The 95-5 rule (originally a B2B marketing construct) says the majority of your customers are not in the market today for what you sell. Andy's argument: ecommerce teams spend most of their energy optimizing checkout conversion, but they're really just tuning a fixed revenue pool. The bigger lever is changing inter-purchase frequency and visit recency — giving consumers more reasons to come back and bigger baskets when they do. You can lift checkout conversion 1–5%, but you won't solve the fundamental growth problem until you address the 95% who aren't buying today.

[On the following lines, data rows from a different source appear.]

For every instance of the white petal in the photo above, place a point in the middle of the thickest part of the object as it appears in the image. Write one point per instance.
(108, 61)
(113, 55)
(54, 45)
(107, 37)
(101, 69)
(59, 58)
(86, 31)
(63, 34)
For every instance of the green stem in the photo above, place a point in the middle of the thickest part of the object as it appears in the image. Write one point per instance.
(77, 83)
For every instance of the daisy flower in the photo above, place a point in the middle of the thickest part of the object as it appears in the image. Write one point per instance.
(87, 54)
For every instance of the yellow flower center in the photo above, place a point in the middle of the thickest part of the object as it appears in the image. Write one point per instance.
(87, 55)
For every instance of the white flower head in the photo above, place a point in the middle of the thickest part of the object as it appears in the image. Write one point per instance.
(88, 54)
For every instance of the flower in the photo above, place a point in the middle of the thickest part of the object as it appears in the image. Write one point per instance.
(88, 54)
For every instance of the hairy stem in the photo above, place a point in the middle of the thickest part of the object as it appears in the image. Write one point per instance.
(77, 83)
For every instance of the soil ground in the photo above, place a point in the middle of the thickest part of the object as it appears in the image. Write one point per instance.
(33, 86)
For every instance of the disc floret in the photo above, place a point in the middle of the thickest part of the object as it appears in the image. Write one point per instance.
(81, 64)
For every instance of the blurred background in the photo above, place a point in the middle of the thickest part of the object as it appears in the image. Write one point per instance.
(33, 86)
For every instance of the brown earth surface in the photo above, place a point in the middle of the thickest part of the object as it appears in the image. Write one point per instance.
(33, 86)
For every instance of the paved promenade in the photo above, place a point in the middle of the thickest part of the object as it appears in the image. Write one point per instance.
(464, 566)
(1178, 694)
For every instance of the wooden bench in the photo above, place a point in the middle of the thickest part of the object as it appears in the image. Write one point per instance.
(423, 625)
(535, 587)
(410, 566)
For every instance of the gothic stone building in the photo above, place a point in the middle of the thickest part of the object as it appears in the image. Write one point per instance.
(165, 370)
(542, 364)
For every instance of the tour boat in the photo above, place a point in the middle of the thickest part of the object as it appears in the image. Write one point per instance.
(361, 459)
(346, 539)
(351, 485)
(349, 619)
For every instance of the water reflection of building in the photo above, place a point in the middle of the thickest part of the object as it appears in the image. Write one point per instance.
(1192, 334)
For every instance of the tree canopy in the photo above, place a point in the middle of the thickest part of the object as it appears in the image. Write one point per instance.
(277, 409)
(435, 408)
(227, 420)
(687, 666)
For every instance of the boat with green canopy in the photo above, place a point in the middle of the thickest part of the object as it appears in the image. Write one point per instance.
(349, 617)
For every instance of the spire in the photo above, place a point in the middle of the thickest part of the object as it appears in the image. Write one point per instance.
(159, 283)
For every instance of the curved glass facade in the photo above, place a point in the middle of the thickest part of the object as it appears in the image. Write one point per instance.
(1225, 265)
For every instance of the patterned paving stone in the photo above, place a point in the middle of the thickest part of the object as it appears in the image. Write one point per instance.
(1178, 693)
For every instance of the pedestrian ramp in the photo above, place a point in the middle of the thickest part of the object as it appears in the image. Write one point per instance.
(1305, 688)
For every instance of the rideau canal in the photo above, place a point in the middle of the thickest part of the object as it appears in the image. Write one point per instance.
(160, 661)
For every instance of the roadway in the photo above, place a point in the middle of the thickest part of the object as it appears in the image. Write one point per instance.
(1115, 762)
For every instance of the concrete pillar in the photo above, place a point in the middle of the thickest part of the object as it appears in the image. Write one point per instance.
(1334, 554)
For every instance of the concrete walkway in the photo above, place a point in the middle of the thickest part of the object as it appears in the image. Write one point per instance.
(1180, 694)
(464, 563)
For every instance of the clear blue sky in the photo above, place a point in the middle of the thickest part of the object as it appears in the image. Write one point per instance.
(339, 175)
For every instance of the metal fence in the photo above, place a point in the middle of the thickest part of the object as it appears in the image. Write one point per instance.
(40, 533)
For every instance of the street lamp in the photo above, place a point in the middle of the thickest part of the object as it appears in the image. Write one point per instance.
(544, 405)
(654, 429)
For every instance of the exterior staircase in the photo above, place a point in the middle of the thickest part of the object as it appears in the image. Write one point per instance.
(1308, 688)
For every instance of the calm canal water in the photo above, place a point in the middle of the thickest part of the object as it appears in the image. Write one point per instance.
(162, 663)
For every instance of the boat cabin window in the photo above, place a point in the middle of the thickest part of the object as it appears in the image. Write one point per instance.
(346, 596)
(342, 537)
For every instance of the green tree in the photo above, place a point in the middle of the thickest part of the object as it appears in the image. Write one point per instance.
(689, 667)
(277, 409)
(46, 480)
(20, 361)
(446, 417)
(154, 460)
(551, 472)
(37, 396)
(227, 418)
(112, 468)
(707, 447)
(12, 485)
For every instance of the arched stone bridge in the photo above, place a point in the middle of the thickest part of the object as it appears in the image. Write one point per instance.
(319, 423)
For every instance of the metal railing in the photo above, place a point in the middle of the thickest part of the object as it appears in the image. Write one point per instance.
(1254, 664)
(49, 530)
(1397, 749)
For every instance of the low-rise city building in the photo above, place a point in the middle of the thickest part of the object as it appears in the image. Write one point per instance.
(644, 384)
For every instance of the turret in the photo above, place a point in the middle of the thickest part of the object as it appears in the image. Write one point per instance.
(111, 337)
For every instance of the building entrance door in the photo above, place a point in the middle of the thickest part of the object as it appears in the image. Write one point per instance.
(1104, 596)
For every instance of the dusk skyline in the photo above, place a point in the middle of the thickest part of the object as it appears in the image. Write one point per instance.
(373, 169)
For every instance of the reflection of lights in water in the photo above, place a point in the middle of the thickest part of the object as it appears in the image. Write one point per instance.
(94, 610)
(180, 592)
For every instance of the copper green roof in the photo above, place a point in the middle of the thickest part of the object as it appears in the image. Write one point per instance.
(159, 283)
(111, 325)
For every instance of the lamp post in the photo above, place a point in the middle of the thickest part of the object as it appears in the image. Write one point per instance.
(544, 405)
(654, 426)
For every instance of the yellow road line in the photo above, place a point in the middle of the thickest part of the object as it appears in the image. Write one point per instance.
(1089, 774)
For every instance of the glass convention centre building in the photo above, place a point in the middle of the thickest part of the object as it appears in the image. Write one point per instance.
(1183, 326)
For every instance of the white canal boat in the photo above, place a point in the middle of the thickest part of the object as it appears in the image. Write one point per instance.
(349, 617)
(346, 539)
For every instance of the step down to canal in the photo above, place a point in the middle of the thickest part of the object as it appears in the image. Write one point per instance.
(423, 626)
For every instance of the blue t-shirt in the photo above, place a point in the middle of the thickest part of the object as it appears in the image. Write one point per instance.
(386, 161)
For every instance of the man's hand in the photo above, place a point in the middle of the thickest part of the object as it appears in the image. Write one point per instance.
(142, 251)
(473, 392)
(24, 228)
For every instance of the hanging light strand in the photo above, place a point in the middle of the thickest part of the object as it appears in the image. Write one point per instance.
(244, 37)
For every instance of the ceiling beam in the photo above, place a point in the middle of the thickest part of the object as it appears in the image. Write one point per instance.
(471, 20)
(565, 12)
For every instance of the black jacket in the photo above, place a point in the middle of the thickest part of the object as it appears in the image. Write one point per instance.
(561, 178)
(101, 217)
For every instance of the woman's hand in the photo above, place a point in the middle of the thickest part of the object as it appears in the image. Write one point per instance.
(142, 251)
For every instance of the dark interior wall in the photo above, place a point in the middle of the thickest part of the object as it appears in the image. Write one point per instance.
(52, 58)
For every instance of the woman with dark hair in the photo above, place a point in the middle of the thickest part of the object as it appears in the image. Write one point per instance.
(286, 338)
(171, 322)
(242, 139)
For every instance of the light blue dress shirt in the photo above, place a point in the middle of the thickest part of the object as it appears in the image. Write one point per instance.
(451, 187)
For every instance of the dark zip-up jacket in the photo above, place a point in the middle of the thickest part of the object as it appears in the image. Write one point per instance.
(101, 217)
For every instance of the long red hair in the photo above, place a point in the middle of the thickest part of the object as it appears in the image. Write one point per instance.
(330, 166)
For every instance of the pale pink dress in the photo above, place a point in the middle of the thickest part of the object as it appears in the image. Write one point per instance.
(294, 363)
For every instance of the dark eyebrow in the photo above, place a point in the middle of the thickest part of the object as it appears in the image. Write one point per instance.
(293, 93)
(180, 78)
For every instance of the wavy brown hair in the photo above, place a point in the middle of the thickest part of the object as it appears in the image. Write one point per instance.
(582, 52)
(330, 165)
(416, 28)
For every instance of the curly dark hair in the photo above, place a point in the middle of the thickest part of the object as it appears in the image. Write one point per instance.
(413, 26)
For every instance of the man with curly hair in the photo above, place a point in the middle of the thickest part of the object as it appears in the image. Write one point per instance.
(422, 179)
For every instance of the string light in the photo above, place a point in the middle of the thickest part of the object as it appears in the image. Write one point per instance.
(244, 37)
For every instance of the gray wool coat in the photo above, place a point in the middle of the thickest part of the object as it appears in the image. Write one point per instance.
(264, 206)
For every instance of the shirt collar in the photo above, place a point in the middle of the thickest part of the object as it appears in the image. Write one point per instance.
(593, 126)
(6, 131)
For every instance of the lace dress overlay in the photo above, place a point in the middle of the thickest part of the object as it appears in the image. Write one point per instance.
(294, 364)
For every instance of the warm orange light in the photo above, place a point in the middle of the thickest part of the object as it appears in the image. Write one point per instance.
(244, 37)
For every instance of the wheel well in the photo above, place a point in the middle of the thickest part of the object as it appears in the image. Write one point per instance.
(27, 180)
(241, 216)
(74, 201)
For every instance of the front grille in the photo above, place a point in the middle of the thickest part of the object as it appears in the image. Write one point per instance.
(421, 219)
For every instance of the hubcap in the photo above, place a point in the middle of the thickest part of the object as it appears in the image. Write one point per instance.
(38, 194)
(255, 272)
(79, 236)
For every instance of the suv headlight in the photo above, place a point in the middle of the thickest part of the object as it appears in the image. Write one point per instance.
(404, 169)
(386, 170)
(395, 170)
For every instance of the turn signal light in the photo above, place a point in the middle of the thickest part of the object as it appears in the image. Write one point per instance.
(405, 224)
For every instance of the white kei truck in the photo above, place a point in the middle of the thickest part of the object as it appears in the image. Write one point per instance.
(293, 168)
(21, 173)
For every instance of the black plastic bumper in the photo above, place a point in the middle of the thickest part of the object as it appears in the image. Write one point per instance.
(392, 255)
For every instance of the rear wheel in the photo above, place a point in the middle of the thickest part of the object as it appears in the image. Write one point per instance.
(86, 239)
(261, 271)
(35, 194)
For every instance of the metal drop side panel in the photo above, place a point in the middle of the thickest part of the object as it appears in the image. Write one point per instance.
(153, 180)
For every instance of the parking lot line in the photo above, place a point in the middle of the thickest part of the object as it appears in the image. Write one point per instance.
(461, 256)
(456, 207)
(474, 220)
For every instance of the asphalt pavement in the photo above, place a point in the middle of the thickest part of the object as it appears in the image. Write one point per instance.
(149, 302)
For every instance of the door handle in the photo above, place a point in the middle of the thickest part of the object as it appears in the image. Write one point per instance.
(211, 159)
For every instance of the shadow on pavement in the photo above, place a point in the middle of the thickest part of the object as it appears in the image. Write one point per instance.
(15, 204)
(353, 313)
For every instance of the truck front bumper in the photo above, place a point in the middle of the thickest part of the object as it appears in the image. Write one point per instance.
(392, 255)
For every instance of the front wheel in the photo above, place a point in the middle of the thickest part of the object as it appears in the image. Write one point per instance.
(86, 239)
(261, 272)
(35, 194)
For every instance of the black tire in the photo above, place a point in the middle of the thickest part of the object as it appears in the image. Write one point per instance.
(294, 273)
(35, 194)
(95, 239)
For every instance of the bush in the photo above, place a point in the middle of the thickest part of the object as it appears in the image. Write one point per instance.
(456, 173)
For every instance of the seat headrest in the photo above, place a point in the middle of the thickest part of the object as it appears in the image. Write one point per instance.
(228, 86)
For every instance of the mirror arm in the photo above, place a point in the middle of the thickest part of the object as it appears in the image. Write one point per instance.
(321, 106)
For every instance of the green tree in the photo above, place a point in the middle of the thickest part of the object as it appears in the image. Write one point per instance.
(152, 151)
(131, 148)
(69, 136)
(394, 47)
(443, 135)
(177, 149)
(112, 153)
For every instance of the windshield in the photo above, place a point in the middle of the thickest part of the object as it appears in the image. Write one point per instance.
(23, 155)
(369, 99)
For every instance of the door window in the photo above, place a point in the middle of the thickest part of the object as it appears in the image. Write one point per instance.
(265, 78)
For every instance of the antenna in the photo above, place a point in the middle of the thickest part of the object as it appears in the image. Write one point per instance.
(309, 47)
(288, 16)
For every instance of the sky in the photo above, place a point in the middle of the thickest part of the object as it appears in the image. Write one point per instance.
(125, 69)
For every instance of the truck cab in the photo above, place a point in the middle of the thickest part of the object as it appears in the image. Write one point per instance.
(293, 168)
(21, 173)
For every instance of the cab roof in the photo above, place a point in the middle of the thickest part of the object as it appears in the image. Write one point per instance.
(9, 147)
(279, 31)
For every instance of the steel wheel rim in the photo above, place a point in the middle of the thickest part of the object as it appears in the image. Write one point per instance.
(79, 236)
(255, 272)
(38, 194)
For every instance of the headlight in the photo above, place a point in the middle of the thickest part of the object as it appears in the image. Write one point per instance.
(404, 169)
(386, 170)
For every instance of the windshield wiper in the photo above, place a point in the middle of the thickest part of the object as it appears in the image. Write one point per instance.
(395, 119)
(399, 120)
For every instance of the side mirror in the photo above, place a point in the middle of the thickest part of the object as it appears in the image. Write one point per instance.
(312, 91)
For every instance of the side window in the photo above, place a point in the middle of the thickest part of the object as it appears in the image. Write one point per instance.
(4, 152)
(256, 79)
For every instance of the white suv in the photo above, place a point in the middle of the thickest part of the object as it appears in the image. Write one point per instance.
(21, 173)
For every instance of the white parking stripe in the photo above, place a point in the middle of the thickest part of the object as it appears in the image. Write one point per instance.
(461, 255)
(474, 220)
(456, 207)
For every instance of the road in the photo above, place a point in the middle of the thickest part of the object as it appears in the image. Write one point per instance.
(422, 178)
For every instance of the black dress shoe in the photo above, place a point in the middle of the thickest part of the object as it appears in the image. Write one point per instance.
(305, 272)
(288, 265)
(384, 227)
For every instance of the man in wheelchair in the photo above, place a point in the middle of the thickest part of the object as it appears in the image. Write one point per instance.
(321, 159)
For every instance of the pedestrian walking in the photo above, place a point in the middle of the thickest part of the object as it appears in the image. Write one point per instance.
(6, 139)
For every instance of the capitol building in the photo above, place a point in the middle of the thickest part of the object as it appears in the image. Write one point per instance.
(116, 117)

The alcohol industry is still locked into a prohibition-era distribution funnel with state-by-state regulation and taxation complexity. DRINKS automates all of it end-to-end — for both wineries and ecommerce brands. That includes compliance verification, age verification at delivery (driver's license checks), shipping, and tax collection. Andy frames the goal simply: they wanted ordering alcohol online to be easier than buying a Tesla — one click, and the wine is on its way.
Nearly every consumer-side category, according to Andy. Flowers (UrbanStems) and fashion (Quince) are obvious fits, but he also highlights media (Forbes), grocery, meal kits, premium meat delivery services, and influencer-driven sites like Half Baked Harvest. The thread running through them: brands whose audience has high affinity for alcohol and where a "better together" proposition creates differentiation and a reason to come back. The pairing has to make sense — a $200 bottle of wine doesn't belong on a $40 flower basket, but the right pricing, packaging, and merchandising (often AI-guided) does.
Andy argues one of the biggest myths in ecommerce is that consumers are rational, research-driven, price-comparing shoppers. In practice, people land on a site to buy jeans, get distracted in a boring meeting, and walk away with croissants, a Spritz, and electrolyte sachets they didn't plan on. The implication for merchants: the most powerful job a multi-product brand has is crafting experiences that surprise, delight, and "open the aperture" on the brand — Quince and Holt Renfrew get this right by extending the buying journey across adjacent categories rather than optimizing a single funnel.